I kinda hate my home town

Well, i don’ t hate the town itself. But I don’t want to go back there for various reasons. I am bitter about some things that happened to me in the past, but its not the town itself. But my hometown is so different to me now than it was when I left that I no longer feel familiar with it anyway.

I spoke with an old friend last night on the phone. we laughed and joked about old times and he asked me when I was planning on coming home again. My answer was “Probably never, unless a funeral or some kind of emergency occurs.”. He was shocked but understands. I don’t have any close relatives in my home town anymore and reasons to be a bit bitter about it.

my cousin called me today, and he asked the same thing. I told him the same answer in a less blunt way…because despite some issues I had with him, we were close. Also on some ways he unknowingly made me want to leave town 20 years ago. Its was ironic to me that he called me to vent about things he didn’t like about the folks we know since the things he complained about were the same things he did when he lived with me for awhile. I’d have to go through a long post on my life to put things in context, so instead here are some of the highlights:

**My cousin compalined that since he doesn’t have a vehicle right now he has to depend on friends for rides, but none of them are dependable. they may or may not show up to pick you up. **Yeah, I know. Boy do I know. I had a friend whose car broke down and he could not get to work. So I offered to give him a ride until his car was fixed. He made little to no effort in making that a priority and got upset with me when after 2 weeks of taking him to work at fucking 4 AM i told him I couldn’t do it anymore. (Do I have to mention he grudginglu only partially paid for gas when i insisted considering his place of work was like 30 fuckin’ miles out of my way to work…in the opposite direction!)you know, because I had a job too and a life. this same guy said he’d pick me up at the bus station years later the first time I came home on leave from Fort Campbell. He wasn’t there. When I called him he said he was sleeping and I should wait until the morning and then he’d be there. It was 11 PMthe time we had agreed upon when he said he’d pick me up. i told him i’d take a cab which would have been expensive, but if I did that he’d better be invisible during my leave or I’d knock his teeth out. He picked me up. So he’s gutless and undependable. And ungrateful. I helped him out of a jam, but he can’t freakin’ pick me up? Its not like he was a random friend either. I’d known this guy my entire life. We were supposedly “good friends”. Guess i learned what thats worth in my hometown.

Thats just an example. But I learned long ago that only 2 or three people from my old home are to be trusted to do something even that simple.

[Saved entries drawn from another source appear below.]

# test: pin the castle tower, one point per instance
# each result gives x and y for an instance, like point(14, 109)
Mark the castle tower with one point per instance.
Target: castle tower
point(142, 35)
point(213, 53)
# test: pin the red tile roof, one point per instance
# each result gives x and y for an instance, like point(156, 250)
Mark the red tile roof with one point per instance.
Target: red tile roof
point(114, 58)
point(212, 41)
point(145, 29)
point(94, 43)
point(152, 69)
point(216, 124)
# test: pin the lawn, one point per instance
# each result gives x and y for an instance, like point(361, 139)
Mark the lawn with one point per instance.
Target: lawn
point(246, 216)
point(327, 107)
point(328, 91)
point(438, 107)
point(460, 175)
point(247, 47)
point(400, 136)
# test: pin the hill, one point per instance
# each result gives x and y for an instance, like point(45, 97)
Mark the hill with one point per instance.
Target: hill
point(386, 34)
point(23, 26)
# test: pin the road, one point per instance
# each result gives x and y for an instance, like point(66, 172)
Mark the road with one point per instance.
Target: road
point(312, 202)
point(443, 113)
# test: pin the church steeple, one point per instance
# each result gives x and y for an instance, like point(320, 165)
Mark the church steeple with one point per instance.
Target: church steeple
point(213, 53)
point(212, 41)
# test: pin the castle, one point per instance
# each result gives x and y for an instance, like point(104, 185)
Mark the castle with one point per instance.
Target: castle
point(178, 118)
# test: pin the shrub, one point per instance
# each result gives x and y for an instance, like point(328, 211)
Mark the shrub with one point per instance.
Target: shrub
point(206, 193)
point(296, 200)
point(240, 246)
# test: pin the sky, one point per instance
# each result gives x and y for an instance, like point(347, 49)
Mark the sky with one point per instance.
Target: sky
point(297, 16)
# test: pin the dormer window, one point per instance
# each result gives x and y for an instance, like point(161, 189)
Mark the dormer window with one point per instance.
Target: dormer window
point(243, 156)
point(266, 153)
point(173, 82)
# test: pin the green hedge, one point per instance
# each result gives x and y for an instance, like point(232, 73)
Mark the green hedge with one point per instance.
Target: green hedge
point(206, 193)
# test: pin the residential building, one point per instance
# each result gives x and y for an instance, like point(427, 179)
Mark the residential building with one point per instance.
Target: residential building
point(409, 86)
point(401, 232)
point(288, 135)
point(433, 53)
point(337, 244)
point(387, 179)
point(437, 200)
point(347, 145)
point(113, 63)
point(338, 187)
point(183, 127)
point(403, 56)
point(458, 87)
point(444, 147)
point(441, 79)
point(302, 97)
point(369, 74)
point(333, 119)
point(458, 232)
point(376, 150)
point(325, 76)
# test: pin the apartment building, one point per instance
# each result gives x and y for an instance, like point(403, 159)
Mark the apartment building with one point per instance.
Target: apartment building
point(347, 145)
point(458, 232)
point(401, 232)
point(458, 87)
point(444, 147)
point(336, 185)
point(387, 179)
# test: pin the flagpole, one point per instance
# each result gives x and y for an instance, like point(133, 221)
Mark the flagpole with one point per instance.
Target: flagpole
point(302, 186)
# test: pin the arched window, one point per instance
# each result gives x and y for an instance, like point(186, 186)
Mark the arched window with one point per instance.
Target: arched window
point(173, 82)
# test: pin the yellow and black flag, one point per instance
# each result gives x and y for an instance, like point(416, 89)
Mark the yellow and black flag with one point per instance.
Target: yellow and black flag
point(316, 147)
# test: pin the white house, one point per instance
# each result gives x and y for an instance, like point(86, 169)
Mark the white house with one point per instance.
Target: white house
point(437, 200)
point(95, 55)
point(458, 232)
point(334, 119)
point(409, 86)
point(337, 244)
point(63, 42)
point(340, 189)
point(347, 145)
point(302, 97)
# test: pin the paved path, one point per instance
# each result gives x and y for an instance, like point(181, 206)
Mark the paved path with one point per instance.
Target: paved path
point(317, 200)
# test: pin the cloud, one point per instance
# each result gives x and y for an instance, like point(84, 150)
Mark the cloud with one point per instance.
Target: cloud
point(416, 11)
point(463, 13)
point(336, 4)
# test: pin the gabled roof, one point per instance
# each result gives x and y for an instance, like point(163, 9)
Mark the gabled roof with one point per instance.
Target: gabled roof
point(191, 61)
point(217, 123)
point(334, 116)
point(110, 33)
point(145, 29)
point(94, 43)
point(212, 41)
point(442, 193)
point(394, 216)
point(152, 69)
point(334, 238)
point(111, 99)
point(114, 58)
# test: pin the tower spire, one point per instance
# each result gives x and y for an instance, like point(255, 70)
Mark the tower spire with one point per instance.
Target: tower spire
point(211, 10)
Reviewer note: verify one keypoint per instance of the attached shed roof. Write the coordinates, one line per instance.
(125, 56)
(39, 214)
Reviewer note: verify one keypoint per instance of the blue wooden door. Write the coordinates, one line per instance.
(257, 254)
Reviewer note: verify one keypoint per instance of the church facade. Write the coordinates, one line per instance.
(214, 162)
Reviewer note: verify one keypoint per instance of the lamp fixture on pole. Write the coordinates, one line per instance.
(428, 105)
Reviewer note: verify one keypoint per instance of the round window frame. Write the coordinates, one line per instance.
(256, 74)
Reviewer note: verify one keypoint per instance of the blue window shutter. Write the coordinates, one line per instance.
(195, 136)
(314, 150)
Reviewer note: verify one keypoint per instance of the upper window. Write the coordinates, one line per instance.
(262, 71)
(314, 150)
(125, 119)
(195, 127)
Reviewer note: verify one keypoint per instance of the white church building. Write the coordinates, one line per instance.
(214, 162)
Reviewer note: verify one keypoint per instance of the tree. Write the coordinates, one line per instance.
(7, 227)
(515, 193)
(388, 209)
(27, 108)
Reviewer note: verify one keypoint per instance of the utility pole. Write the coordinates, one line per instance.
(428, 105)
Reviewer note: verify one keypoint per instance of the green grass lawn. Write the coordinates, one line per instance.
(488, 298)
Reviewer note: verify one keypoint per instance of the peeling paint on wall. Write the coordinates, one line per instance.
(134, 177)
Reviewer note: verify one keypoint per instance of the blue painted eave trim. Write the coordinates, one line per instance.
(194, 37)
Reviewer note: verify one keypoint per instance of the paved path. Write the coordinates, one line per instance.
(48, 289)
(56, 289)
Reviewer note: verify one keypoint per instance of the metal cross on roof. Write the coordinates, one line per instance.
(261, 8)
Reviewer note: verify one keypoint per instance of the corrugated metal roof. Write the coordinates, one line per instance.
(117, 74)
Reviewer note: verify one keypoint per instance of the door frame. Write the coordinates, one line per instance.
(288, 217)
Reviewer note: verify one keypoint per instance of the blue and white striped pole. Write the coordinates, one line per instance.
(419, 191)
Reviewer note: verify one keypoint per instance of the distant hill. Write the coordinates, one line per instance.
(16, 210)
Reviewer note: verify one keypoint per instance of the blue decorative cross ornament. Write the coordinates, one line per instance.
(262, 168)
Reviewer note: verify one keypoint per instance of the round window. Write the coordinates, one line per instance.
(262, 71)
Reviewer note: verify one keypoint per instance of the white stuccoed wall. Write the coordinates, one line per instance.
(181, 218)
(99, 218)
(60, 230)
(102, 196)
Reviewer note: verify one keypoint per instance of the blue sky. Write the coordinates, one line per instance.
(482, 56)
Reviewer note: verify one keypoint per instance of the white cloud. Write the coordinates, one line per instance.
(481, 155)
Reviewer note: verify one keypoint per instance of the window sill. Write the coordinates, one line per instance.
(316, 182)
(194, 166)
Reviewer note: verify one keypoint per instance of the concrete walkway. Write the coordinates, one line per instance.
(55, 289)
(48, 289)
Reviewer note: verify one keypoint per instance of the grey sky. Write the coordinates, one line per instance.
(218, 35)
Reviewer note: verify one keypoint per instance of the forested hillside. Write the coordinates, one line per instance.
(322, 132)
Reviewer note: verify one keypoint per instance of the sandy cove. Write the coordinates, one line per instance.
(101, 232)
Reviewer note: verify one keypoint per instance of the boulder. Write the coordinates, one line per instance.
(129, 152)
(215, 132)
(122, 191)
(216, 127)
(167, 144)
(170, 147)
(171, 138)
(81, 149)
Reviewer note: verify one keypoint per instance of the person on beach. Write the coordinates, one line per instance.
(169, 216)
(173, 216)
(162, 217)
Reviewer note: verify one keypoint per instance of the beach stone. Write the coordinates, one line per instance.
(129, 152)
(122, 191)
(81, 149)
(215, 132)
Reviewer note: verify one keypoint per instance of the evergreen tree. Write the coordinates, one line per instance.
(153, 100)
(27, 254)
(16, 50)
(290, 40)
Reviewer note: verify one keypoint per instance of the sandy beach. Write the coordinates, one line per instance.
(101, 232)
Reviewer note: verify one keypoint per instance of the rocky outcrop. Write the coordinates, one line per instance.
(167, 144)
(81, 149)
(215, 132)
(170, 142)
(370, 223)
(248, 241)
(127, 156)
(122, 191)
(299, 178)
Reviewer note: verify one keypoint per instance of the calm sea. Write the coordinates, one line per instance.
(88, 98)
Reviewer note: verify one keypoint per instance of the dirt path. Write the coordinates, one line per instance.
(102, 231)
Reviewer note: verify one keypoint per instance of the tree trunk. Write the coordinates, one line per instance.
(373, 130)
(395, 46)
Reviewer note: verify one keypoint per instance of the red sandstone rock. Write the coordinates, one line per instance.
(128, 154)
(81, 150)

My cousin is staying with his brother, who is shady enough that I don’t interact with him unless i have to. The few times i did I always regretted it. he now compalins that he wants his own place (he is on disability) but the section 8 folks have had him on hold for months. I declined to remind him that he had an apartment to himslef on section 8 paying ridiculously low rent, less than his share when he lived with me, and got kicked out for not paying it. Now he thinks they’re gonna jump through hoops to help him again?

I mentioned two other relatives he could ask to put him up for awhile. Now I wouldn’t live with them, but I am not him. One is a gossippy old shrew, who spends all of her meager social security or whatever on slot machines and the lotto…enough that her electricity is frequently turned off. The other is a cousin close to my age, that is always always drunk. He’s living in his grandparents home, they are deceased. but he’s lived there his entire life. I love the guy, we were close a kids, but he’s got issues. Not because of his grandparents, but because he has done little but party for the past 20 years, and he only has a job because his mother got him one. She has a fairly high position…as in director of…a government agency. He always tells me to get out of the military and his mom will help me gat a job. No thanks, bro…I got what i have by working for it. He’s not a bad guy, but I think he’s seeing how he hasn’t really done anything in his life and its making him drink even more than usual if reports from home are true.
**
When I worked at the Pentagon I lived relatively close to home.** I could drive there in a few hours but I stopped doing that. (I would go to Philadelphia to visit my uncle. He was too old to drive and he always looked out for me when my folks died. It was an honor to visit him) But none of my other relatives or friends from home EVER came to see me. they always expected me to come to them. some even came to DC for a trip but never contacted me when they were here or told me they were coming. But come the holidays or summer when they were having a BBQ they wanted me to drive to them. I refused. I had one friend (the guy that I spoke to last night) that made the effort. He was the only one I visited when I came back from Europe the 2nd time. When I was a recruiter in NJ, it was the same.

So like I told my friend, *(and I will go to see him when time allows. Hell, he’s already planned a trip to see me.) *i’m not enthusiastic about seeing Newark, Delaware again. Yes, I have a few people I’d like to see there, but most that I knew back then are petty, selfish, undependable and will hit me up for money if I show my face. Its 2009 almost and they’re in a time loop.

I won’t say I’m not bitter. when my folks died i was all alone and I can count on one hand the friends that actually helped me out when they saw i was suffering through some rough times. The others…well, i had a lot of fair weather friends. They can kiss my ass.